When CBS came to his town to telecast a PGA Tour event, he went to the production truck. Not only did he meet Jim Nantz, he also met one of the executive producers in charge of hiring talent.

When he visited a nearby big city, he introduced himself to the athletic director at a local university, and what do you know, he ended up getting play-by-play opportunities for the school.

When he wanted to meet the hiring executives at the Big 10 Network, he told them he was going to be in Chicago where they’re headquartered and asked if he could stop by. They said yes.

Here are some top tips for networking with sportscasters at the next level.

Before addressing the list, let me clarify. The reason I called it networking is because that’s how most people refer to it. I won’t use it again because I hate the word. Networking comes from a place of, “What can you do for me?” Relationship building comes from a place of, “What can I do for you?”

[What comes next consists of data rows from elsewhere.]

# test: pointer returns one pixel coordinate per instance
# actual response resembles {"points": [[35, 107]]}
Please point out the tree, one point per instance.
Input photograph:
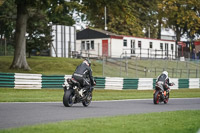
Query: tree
{"points": [[39, 32], [7, 22], [19, 60], [26, 9]]}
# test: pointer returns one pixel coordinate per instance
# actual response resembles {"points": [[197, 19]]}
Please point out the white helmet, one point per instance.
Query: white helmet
{"points": [[165, 72]]}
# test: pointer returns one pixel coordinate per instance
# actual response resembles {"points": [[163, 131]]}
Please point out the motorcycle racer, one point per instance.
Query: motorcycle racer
{"points": [[83, 74], [164, 80]]}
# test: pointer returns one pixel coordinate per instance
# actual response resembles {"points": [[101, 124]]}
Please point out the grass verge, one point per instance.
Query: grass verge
{"points": [[164, 122], [55, 95]]}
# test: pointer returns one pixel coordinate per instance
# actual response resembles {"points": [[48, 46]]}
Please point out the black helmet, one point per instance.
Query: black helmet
{"points": [[88, 61]]}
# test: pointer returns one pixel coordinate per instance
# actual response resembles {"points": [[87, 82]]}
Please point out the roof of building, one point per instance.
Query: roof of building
{"points": [[94, 34]]}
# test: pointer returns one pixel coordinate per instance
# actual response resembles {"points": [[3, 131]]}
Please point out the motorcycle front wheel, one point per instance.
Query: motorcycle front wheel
{"points": [[87, 100], [166, 99], [156, 97], [67, 98]]}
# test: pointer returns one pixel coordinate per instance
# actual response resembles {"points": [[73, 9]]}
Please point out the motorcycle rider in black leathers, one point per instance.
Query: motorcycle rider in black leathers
{"points": [[164, 80], [83, 74]]}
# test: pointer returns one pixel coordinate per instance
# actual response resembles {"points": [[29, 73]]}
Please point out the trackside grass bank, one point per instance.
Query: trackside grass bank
{"points": [[56, 95], [164, 122]]}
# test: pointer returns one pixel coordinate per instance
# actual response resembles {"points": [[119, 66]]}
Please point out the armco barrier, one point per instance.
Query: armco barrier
{"points": [[7, 80], [183, 83], [130, 83], [54, 81], [28, 81], [38, 81]]}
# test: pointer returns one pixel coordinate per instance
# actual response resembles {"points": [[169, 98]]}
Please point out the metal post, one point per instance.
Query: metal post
{"points": [[5, 47], [105, 19], [121, 64], [69, 49], [103, 67], [126, 67]]}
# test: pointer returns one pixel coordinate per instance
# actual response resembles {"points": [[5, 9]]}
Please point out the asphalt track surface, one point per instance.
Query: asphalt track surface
{"points": [[21, 114]]}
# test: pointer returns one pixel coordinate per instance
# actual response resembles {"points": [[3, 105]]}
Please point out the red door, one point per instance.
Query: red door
{"points": [[105, 47]]}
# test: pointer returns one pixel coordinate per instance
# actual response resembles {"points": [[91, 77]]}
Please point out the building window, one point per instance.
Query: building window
{"points": [[172, 47], [161, 46], [82, 45], [139, 44], [150, 45], [92, 45], [88, 45], [166, 46], [125, 43]]}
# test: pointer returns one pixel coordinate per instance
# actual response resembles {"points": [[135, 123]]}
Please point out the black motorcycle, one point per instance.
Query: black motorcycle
{"points": [[160, 96], [73, 93]]}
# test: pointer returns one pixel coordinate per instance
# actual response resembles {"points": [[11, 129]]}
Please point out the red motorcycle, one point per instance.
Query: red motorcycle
{"points": [[160, 96]]}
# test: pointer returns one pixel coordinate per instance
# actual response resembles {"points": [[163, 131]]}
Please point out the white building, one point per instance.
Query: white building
{"points": [[98, 43]]}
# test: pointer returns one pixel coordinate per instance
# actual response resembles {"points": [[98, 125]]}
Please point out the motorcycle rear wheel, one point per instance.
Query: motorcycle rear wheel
{"points": [[156, 97], [166, 99], [67, 98], [87, 100]]}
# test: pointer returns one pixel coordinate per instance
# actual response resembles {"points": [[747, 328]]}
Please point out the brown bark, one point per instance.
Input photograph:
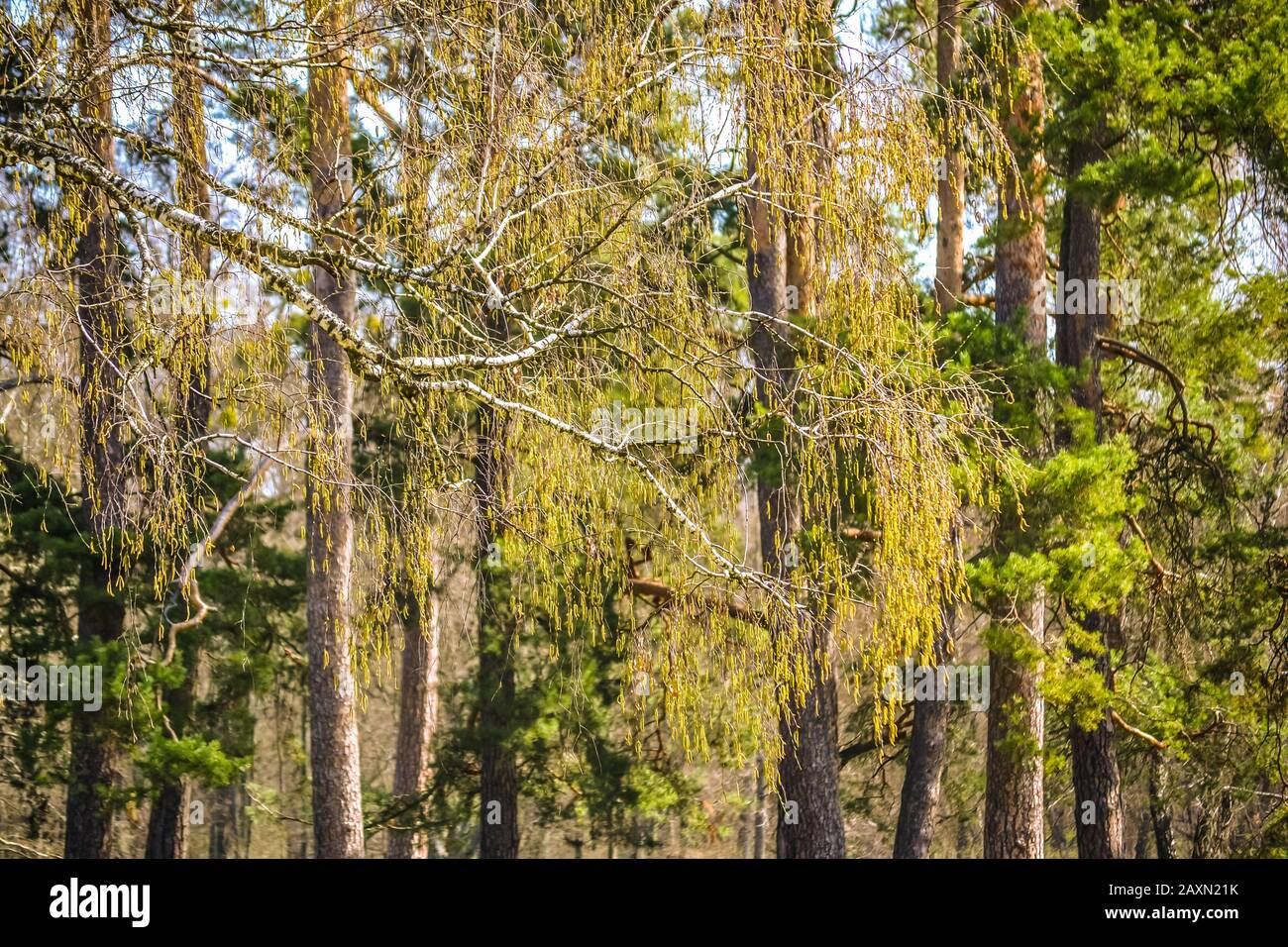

Relationship building also comes from a place of taking genuine interest in someone else.

Onto the list:

1. Go where they are

Like my friend who went to the production truck, to the university and to Chicago, go where the people you want to meet are going to be. When you’re visiting a city for business or pleasure, can you make time to meet someone

2. Tell them why you you’ve chosen them

State what is it about them you admire or respect.

3. Request advice, not a critique

People like to be helpful. When you ask for advice, it makes them feel valued. Critiques can make them feel that way too, but also a greater time commitment — you’re asking for a larger chunk of time from somebody you don’t know. Request advice versus critiques

(Pro Tip: use the referral request method I outline here, sample emails are included at the bottom of the post).

4. Respect their time

When you reach out to somebody, say in so many words, “I understand you keep a busy schedule. If you don’t have time for several months, or maybe ever, to reply, I totally understand.” They’ll appreciate your respect of their time.

5. Offer, don’t ask, what you can do for them

Many people tell me, “Jon, if I can ever do anything for you let me know.”

I respect and appreciate their willingness to help. But I don’t know what their strengths are or what they might have in mind. Instead of saying you are willing to help, tell people how you can help.

6. Stay in touch

I guarantee my friend stays in touch with Jim Nantz, the executive producer from the CBS production truck, the college athletic director and the folks at The Big 10 Network. That’s part of relationships — getting to know people and letting them get to know you.

7. Express gratitude

Hand written thank you notes are fabulous. When somebody gives of themselves and their time, let them know you appreciate it.

8. Be genuine

This is huge. Take a genuine interest in people. When you introduce yourself, avoid talking shop with them. Get to know them personally. Be genuine.

9. Dig the well before you need water

Don’t wait to introduce yourself to the play-by-play voice of your local NBA team. Build the relationship now so that person will be there when you need them in your corner.